M. Patrick Lemasle. Un peu quand même !
M. François Baroin, ministre. ...de même que les Allemands ne copient pas ce que nous faisons.
Je ne prends qu'un exemple : nous n'alignerons pas ce dispositif d'exonération fiscale qu'est le crédit impôt recherche, car c'est aujourd'hui un outil que nous envie le monde entier, y compris les Allemands. Ce sont les Allemands qui s'en serviront pour soutenir l'innovation et la recherche à travers le modèle français. À l'inverse, nous convergerons vers eux sur d'autres sujets.
Mais la convergence budgétaire nécessite aussi que nous ayons les mêmes règles. La règle d'or, ce n'est pas une règle de droite ou de gauche ! Ce n'est pas une règle de la majorité ou de l'opposition.
M. Jean-Paul Lecoq. C'est une règle capitaliste !
M. François Baroin, ministre. C'est une signature des États qui s'engagent à fixer au plus haut niveau constitutionnel des éléments de référence pour réduire leur déficit. Qui peut être contre ?
M. Jean-Paul Lecoq. Nous !
M. François Baroin, ministre. Même en étant opposé au Gouvernement, on ne peut pas être opposé à cette règle de bon sens.

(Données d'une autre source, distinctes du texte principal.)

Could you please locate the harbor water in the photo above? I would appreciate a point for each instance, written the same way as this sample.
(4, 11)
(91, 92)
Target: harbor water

Enfin, je le dis très rapidement, il ne s'agit pas de décliner servilement ce qui se passe de l'autre côté du Rhin : nous n'allons pas nous inspirer de l'absence d'un salaire minimum, par exemple. Nous irons vers ce qui fonctionne le mieux.
M. le président. Merci...
M. François Baroin, ministre. Nous n'agissons pas par doctrine ou par idéologie. Ce qui compte, c'est ce qui marche.